A retrospective analysis was performed over the HCUP-NIS database focusing on the determination of the hospital outcomes for PD and PD with MDD patients. Descriptive statistics were used to summarize the results. The mean and standard deviations were used to explain the continuous variables. Pearson’s chi-square test and independent sample T-test were used for categorical data and continuous data, respectively. On the other hand, the categorical variables were shown in percentage values. We used discharge weight which is given in NIS database to obtain national represent inpatient data. A p-value < 0.05 was used as a reference to determine the statistical significance test result. All statistical analysis was done by SPSS 22 in this study [20]. Our study database does not contain patient identification. Thus, we were not required to take Institution Review Board (IRB) permission for this study.

Results

Extensive analysis was performed on 63,912 patients with PD and 1,445 patients with PD having MDD according to the hospital records. The preliminary results are presented below.

Demographics

Age Distribution

The patients were distributed according to their age group as shown in Table 1 and Figure 1. The result indicates that a total of 62.8% of PD patients and 63.4% of PD with MDD patients were in the range of 65 to 84 years age group, comprising the most common age of presentation of PD and PD with MDD (p-value < 0.001). PD with MDD was less common in above 85 years age group which comprised of 8.5% of total PD with MDD patients in comparison to 12.5% of total PD patients (p-value < 0.001). The mean age of PD patients at the time of hospitalization was 71.7 years (S.D. = 11.296, p-value = 0.262) and 69.5 years (S.D. = 11.366, p-value = 0.262) for PD with MDD patients.

Age (in years) PD PD with MDD p-value
Mean Age ± S.D. 71.7 ± 11.296 69.5 ± 11.366 0.262
1-17  0.1% 0% <0.001
18-44 1.4% 2.7% <0.001
45-64 23.2% 25.4% <0.001
65-84 62.8% 63.4% <0.001
>85 12.5% 8.5% <0.001

Sex Distribution

The patients were distributed according to their sex as shown in Table 2 and Figure 2. PD was found in the greater proportion of males (62.7%), whereas PD with MDD was in the higher proportion of females (52.2%) (p-value < 0.001).

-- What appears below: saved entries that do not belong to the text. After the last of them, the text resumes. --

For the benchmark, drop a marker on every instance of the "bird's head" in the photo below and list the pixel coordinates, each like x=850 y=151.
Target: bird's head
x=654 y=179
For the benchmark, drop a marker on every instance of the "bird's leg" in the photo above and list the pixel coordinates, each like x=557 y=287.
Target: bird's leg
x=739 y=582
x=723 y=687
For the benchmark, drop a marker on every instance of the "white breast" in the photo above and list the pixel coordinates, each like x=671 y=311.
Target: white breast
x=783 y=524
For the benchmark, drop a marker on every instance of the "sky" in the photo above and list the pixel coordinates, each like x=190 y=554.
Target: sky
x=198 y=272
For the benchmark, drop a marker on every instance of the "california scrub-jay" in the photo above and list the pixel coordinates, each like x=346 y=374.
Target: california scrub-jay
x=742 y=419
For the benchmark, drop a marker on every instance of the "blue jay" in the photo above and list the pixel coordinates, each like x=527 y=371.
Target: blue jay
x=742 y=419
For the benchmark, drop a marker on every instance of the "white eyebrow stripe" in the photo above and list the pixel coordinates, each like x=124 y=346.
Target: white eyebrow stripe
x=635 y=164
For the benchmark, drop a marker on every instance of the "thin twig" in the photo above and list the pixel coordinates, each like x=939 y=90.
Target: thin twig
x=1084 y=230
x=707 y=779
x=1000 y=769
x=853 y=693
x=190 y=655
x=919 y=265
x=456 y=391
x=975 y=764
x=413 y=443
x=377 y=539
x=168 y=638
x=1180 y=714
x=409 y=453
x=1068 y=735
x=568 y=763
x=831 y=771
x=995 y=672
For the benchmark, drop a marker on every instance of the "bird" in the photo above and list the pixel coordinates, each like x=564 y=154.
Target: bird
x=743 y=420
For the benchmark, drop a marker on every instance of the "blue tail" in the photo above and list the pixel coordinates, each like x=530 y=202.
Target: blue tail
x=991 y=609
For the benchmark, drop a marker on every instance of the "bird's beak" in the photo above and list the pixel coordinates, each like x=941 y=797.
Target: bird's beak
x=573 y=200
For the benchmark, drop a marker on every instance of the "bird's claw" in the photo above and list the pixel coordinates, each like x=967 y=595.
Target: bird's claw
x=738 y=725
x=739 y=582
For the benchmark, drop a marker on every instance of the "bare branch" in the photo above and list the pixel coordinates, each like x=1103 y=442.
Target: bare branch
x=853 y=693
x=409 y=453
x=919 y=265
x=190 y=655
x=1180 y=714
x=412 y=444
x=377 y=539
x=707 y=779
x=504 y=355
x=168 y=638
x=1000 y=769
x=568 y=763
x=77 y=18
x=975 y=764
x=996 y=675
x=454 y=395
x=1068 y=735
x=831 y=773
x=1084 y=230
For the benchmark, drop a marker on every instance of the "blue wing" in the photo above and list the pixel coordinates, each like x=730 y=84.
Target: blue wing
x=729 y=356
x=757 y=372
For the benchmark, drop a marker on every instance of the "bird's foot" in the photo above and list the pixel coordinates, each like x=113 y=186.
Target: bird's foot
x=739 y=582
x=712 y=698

Sex PD PD with MDD p-value
Male 62.7% 37.3% <0.001
Female 47.8% 52.2% <0.001

Race Distribution

The patients were distributed according to their race as shown in Table 3 and Figure 3. PD was discovered in 80.3% of Whites and PD with MDD was found in 76.2% of Whites. The White race is an important risk factor for PD and PD with MDD. A greater proportion of PD with MDD was found in Hispanics (11.5%) and Asian or Pacific Islanders (4.2%) as compared to PD patients (6.7% and 2.3%, respectively) (p-value < 0.001).

Race PD  PD with MDD p-value
White 80.3% 76.2% <0.001
Black 7% 5.4% <0.001
Hispanic 6.7% 11.5% <0.001
Asian or Pacific Islander 2.3% 4.2% <0.001
Native American 0.5% 0.8% <0.001
Other 3.2% 1.9% <0.001

Geographic Region Distribution

The patients were distributed according to their geographic region as shown in Table 4 and Figure 4. The highest number of PD patients was found in Midwest (28.4%) and Southern (28.4%) regions of the United States, while the highest number of PD with MDD patients was found in Southern (34.6%) region of United States (p-value < 0.001). Prevalence of PD was lowest in Northeast region (20%), and PD with MDD was lowest in the Western region (18.2%) (p-value < 0.001).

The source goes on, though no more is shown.